Rakuten Symphony’s track record as the world’s largest builder of Open RAN, along with its extensive portfolio of innovative services, constitute rare advantages in the realm of mobile network transformation, Rakuten Symphony’s Global Head of Sales has said.
Speaking on Rakuten Symphony’s live series Inside Track, Udai Kanukolanu shared with host James Dartnell his expectations for what looks to be a promising 2025 for the company. Kanukolanu also emphasised the importance of working closely with mobile network operators to tackle vast legacy complexity.
“We need to understand operator challenges at a very deep level and start conversations around how we can solve their problems,” he said. “In a highly regulated industry like telecom where systems and standards are mission-critical, failure is not an option for them.”
Kanukolanu highlighted how change must be introduced gradually and strategically in order to win operator trust and deliver reliable long-term results. “I think it's important that we're able to bring them into a controlled environment, a controlled introduction, into areas where it's probably not as mission-critical to start their transformation,” he said. “Rakuten Symphony can offer so much in that respect - how do you go through that? Where do you start? We’ve been there and done it with Rakuten Mobile.”
With average revenues per user largely remaining flat across the industry and with OTT players now claiming huge chunks of wallet share, telecom has broadly struggled to monetize mobile networks, and 5G specifically, Kanukolanu said. With data usage only set to increase, the industry now faces a conundrum when it comes to securing its economic future. However, Rakuten offers a unique global use case for the rapid and relatively low-cost deployment and operation of a mobile network, he said.
“Our technology has been unique in terms of being able to disrupt the cost factor,” he said. “There's a real intrigue in terms of how we're doing it, whether it is our ecosystem play, and how the network and the ecosystem are working together. Rakuten Group has a phenomenal network of 70+ businesses. There is so much opportunity for how we can bring some of that value to mobile network operators.”
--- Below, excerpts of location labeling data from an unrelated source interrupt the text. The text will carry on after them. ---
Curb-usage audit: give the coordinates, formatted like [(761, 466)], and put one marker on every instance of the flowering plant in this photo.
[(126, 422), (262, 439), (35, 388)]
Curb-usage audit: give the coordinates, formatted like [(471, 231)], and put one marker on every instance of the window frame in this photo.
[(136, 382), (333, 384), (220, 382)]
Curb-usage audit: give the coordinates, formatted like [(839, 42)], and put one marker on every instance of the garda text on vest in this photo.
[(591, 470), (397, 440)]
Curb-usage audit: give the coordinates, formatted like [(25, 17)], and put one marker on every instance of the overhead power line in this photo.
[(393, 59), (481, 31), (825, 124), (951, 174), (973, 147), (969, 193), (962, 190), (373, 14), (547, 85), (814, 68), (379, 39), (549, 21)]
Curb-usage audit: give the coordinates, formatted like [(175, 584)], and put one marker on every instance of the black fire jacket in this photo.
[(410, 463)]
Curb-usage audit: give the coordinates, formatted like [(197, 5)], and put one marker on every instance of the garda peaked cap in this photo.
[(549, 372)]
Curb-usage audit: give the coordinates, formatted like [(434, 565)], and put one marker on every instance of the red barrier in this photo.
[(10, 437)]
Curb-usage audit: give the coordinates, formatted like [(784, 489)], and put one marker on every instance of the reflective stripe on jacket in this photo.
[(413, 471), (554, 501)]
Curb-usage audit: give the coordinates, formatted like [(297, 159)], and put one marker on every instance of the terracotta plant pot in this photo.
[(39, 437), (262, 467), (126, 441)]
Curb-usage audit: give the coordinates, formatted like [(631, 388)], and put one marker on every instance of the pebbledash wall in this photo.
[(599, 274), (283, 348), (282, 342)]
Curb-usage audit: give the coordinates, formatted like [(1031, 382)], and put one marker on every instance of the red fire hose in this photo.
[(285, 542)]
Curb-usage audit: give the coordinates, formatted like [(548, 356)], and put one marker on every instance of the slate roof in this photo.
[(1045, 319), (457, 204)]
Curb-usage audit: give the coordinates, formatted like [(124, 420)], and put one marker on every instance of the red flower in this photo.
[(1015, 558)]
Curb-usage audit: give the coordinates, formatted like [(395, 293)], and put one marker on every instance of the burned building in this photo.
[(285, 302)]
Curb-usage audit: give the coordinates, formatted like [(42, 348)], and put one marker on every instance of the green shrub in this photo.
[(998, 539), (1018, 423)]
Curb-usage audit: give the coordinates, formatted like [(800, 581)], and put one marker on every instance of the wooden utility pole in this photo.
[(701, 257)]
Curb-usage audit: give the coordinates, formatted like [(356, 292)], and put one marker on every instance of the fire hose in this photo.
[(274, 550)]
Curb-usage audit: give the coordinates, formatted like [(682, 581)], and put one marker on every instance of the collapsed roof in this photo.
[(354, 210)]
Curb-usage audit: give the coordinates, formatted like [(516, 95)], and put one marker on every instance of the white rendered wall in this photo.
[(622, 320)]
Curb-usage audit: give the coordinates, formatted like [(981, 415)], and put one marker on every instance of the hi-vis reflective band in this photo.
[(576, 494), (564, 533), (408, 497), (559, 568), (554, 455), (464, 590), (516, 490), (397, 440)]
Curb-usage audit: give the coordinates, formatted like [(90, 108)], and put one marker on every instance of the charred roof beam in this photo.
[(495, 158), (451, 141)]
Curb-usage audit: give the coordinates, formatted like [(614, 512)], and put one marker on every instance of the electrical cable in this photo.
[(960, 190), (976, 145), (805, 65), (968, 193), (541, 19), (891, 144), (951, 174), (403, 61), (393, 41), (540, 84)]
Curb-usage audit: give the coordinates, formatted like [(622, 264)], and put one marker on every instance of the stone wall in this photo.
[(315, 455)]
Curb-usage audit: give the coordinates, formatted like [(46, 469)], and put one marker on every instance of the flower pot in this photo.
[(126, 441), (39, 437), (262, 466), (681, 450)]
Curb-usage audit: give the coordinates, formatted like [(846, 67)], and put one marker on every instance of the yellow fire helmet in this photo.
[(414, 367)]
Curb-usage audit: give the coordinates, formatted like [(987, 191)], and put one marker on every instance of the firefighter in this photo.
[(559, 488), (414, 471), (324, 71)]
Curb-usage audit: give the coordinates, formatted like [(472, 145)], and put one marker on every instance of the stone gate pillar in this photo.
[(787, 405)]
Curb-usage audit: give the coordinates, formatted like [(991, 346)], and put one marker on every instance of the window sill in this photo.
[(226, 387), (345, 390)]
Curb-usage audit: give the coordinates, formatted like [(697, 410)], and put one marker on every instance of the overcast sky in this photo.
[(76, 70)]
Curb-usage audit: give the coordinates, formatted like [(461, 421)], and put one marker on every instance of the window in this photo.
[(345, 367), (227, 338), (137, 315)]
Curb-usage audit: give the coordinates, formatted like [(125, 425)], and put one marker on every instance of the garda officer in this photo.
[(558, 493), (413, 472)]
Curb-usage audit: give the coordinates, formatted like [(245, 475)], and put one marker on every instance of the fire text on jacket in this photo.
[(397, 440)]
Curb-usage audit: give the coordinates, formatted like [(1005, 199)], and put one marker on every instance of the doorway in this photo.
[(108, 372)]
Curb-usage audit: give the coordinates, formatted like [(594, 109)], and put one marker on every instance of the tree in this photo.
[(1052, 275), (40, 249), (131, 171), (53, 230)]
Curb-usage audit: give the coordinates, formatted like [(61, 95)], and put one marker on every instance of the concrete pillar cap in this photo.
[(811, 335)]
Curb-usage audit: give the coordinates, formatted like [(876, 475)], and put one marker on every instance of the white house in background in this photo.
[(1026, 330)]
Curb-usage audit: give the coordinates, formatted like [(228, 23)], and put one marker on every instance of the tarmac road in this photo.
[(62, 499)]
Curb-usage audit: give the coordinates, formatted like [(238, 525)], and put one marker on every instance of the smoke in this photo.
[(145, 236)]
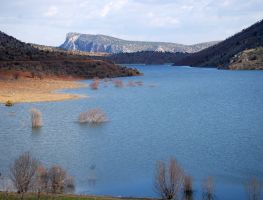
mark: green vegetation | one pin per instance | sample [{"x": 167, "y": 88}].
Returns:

Historically, operators have had very little control in terms of what they pay for kit and services, Kanukolanu said. Vendor diversity is critical if they will be able to drive costs down. “The more we are able to open up that network, the more we have opportunities for vendors to come in and innovate, the better it is,” he said. “However, the operators don't want to become their own systems integrators. They need guidance and expertise in that transformation. Rakuten Symphony sits “right at the heart of that in terms of being able to open up the network through open architectures, across the RAN, across the virtualization layer with OSS. The other part of it is making every layer of this network programmable and automated.
“It doesn't matter how mature an operator is - when we talk to them, they're blown away that we actually run our network with 250 people. That's unheard of. what we're doing with Rakuten Mobile is definitely resonating with operators globally. Our technology is deployed at scale and is hardened. That is a really exciting differentiator when we're talking about disrupting this industry. In terms of Open RAN, we're the most deployed company at scale – well over 60,000 sites – that’s massive.”
Kanukolanu used the live session to highlight what he believes are some of the biggest opportunities for Rakuten Symphony in 2025. “One is around the horizontal telco cloud,” he said. “Another that is really starting to emerge is around private data centers. When you look at our OSS portfolio, we see a lot of opportunity around automation. We're looking at all kinds of industries where we can take our technology. There’s no reason we can’t sell our cloud portfolio for whatever use cases there are in the market. When it comes to our OSS platform, that’s industry-agnostic.”